Entre un coup de téléphone difficile et la réunion suivante, il y avait quarante secondes. Il les a passées à faire défiler ses messages. La réunion a hérité de la tension du coup de téléphone.

Nos journées sont faites de transitions. D'un sujet à un autre, d'une pièce à l'autre, d'une humeur à l'autre. La plupart du temps, on n'intercale rien — alors tout se superpose.

Et le stress s'accumule comme des intérêts bancaires.

Ce que j'ai remarqué, surtout chez les dirigeants : la différence entre ceux qui finissent la journée à bout de nerfs et ceux qui la finissent simplement fatigués tient rarement à la quantité de travail.
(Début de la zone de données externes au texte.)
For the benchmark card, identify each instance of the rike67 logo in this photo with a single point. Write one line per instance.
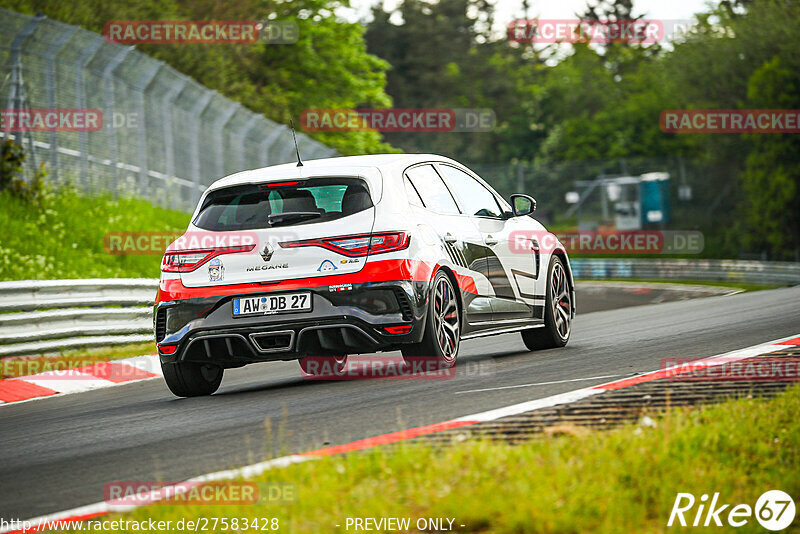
(774, 510)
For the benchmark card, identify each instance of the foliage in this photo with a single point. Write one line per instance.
(63, 237)
(328, 67)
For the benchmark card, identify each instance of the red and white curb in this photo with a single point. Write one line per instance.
(95, 376)
(101, 508)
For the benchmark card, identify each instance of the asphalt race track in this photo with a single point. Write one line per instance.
(58, 453)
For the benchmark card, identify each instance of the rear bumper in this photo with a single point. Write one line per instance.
(341, 322)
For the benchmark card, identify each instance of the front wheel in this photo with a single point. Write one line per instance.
(186, 379)
(442, 334)
(557, 311)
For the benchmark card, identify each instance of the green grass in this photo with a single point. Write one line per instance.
(623, 480)
(64, 237)
(70, 359)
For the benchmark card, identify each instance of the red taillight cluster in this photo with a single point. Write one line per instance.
(167, 349)
(184, 261)
(399, 329)
(357, 245)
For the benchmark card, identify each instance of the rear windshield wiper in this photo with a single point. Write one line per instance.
(276, 219)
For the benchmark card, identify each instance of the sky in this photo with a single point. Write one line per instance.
(508, 10)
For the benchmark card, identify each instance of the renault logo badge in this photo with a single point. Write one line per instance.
(266, 252)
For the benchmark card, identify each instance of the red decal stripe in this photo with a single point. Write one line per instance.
(385, 439)
(17, 390)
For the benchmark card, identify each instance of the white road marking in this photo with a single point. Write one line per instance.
(540, 384)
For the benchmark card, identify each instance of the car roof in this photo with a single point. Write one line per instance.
(344, 165)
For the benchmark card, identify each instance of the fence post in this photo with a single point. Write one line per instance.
(242, 164)
(219, 126)
(16, 91)
(269, 141)
(166, 114)
(50, 55)
(108, 124)
(196, 112)
(142, 84)
(80, 97)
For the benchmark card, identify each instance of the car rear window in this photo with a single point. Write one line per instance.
(290, 203)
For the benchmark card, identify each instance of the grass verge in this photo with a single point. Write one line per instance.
(71, 359)
(623, 480)
(63, 236)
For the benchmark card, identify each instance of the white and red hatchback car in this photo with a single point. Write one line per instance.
(354, 255)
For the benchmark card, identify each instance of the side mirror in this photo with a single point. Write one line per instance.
(522, 205)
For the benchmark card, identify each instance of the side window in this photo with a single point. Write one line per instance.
(431, 189)
(411, 193)
(473, 196)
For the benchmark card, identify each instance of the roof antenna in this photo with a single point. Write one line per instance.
(297, 150)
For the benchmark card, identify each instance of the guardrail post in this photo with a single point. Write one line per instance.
(80, 97)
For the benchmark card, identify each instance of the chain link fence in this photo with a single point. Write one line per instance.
(164, 136)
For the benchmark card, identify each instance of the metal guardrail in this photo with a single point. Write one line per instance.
(39, 316)
(44, 316)
(751, 272)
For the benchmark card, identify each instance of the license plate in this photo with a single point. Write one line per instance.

C'est une question de ponctuation. Certaines vies ressemblent à une phrase interminable sans le moindre point.

Le système nerveux n'a pas besoin de trois semaines de vacances pour souffler. Il a besoin d'une virgule.

Prendre une minute pour respirer consciemment n'est pas un luxe. C'est un pare-feu — ce petit espace qui empêche une étincelle de brûler toute la forêt.

À quel moment de votre journée un sujet déborde-t-il sur le suivant ?

Aujourd'hui

Avant votre prochaine tâche, prenez cinq respirations lentes, en expirant plus longtemps que vous n'inspirez. Une minute. Observez ce que l'heure suivante reçoit en héritage.

Si aucune pause ne parvient à faire baisser la pression — si le corps reste constamment sous tension —, une anxiété ancrée nécessite parfois plus que des virgules. Faites-vous aider.